Updated ONC Security Risk Assessment Tool Released

OCR normally to settles HIPAA compliance issues through voluntary compliance and non-punitive means, although financial penalties are now becoming more the norm. If OCR investigators find HIPAA violations, financial penalties may be issued. Fines of up to $1.5 million can be pursued for each violation category found.

One of the most commonly experienced reasons for a financial penalty is the failure to complete a comprehensive, organization-wide risk assessment. The risk assessment is a pivotal requirement of the HIPAA Security Rule – 45 C.F.R. §§ 164.308(a)(1)(ii)(A), and is one of four required implementation specifications in the Security Management Process.

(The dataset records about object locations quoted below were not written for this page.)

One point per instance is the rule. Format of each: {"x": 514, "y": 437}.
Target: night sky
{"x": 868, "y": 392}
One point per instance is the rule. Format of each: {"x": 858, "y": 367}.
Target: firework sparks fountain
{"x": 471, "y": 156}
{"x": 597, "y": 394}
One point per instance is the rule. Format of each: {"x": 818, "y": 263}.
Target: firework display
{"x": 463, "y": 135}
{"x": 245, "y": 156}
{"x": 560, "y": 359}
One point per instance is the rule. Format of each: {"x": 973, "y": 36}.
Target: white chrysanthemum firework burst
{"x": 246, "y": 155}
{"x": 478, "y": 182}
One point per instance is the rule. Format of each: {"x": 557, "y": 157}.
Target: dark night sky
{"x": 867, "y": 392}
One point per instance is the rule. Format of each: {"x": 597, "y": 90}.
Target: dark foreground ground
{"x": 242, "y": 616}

The purpose of the risk assessment is to uncover all potential risks to the confidentiality, integrity, and availability of all ePHI that a covered entity creates, receives, maintains, or transmits. The risk assessment review all forms of ePHI, and all devices and systems that touch ePHI.

As was the case with the pilot phase of the HIPAA compliance audits and subsequent PHI breach investigations, small to medium-sized covered bodies often struggle with the risk assessment.

To help covered bodies comply with this element of the Security Rule, the Office of the National Coordinator for Health Information Technology (ONC), Office of the General Counsel (OGC), and OCR formulat eda security risk assessment tool.

The security risk assessment tool developed by the OCR is a self-contained operating system-independent application for Windows devices and iPads. The tool can be utilized to ensure that a risk assessment is conducted in a thorough, organized fashion.

The tool includes 156 questions covering HIPAA requirements in relation to each covered body’s activities. It is not necessary to use the tool, although it is advisable for small to medium-sized covered bodies.

The tool was first released in March 2014, but is regularly updated. This week ONC/OCR has revealed that the tool has been updated with new features including enhanced reporting functions. The new tool also works with Windows 10. An updated paper-based version of the tool has also been made available to covered entities.

The tool can be downloaded for no charge from the Apple App store or from the HealthIT.gov website.